At six in them morning, a man with no pants was nodding and leaning in front of a Thai restaurant, seemingly ready to fall into the flower bins. Two hours later he was acting the same way in front of the grocery store a quarter mile away.
A woman dressed in pink was passed out on the sidewalk with Cheetos arrayed around her. It was the bleakest and most colorful still life (but alive) painting I’ve ever seen.
A man sleeps in a tent next to a convenience store. He’s been there for at least four years. He has a key to the fenced area behind the store where the garbage bins are.

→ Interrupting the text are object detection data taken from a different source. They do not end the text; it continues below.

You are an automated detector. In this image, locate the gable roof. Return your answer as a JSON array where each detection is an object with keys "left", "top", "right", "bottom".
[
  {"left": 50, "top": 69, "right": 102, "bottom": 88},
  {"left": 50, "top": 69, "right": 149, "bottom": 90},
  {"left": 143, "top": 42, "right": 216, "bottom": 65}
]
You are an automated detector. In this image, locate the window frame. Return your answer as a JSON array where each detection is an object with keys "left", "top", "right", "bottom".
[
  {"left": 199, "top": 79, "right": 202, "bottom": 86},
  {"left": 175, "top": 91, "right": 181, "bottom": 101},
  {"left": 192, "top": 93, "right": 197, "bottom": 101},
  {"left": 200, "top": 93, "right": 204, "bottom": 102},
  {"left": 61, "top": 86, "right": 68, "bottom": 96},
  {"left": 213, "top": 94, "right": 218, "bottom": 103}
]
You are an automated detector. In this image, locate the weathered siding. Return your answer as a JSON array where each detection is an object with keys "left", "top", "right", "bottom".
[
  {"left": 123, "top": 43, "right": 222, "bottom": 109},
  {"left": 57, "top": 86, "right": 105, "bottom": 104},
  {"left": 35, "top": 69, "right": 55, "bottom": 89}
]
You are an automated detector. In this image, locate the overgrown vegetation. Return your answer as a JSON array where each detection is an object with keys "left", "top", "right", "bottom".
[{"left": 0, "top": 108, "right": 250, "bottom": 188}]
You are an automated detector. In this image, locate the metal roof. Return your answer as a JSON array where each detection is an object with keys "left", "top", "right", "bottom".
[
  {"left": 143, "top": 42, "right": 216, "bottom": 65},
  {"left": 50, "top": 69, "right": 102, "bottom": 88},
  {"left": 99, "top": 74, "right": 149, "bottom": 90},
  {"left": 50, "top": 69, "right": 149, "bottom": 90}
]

Every day he breaks down his tent and moves it, a pallet, and his gear into the fenced area, locks it up, and then enters the store, where, I am told, he is the custodian and quasi security guard. His felony criminal record prevents him from obtaining housing, but the store owner has forged this”housing” arrangement with him. I believe this kind of thing is happening all over America.
A housed man lets homeless people use his large and covered front porch to play video games at certain times during the day.
I met a homeless man named Rick, in his 70s, who used to live in St. Louis and was a successful screen printer and owned his own business. Addictions ruined his life and he headed west to Oregon 20 years ago because Oregon sounded like a good place to start over. He licked the addictions and now just moves around Portland and always camps alone. He illustrates pieces of wood he finds on his wanderings.
A young homeless man sat at a picnic table in darkness in a park as it rained. A picnic table 20 feet away was under cover courtesy of a towering Douglas fir. I said good morning and he said the same to me.
A young homeless man carrying a plastic bag full of cans sprinted down the sidewalk in pajamas and slippers.
A homeless man wore one of those silver emergency blankets as clothing under his coat.
A homeless woman lived under a golf umbrella in a parking lot.
Several men in their 70s pushed baby strollers full of cans/bottles/possessions through the neighborhood. Something about those baby strollers and the homeless people really gets to me.
A homeless man knelt on a sidewalk near a busy intersection, holding (barely) a sign, as a rainbow arced overhead.
A young homeless woman with a tarp draped over her danced on the sidewalk, then on the street, occasionally creeping into a busy intersection at rush hour. I waited for her to move onto the sidewalk so I didn’t hit her when I turned right. Traffic was backed up. Nobody honked. We all waited until the dancer danced to a safe spot. At one point she did, and I drove away.
A homeless man leaned against a commercial building at 6:30 in the morning with a laptop in his lap. The computer was plugged into a hot outlet. The man was playing a game of some kind. Elmer and passed by him and he never looked up from the screen.
Four junior high students walking to school walked around a homeless woman standing on the middle of the sidewalk with a blanket over her head.
A homeless woman in a wheelchair wheeled it backwards up a hill.
A homeless man asked me for a smoke at six in the morning.
Two homeless men fired up a hit of fentanyl across the street from house at 6:15 in the morning.
A homeless man sat in a bus shelter and banged his head against the plastic walls.
A homeless woman spun like a whirling dervish in an intersection. I almost hit her with my car.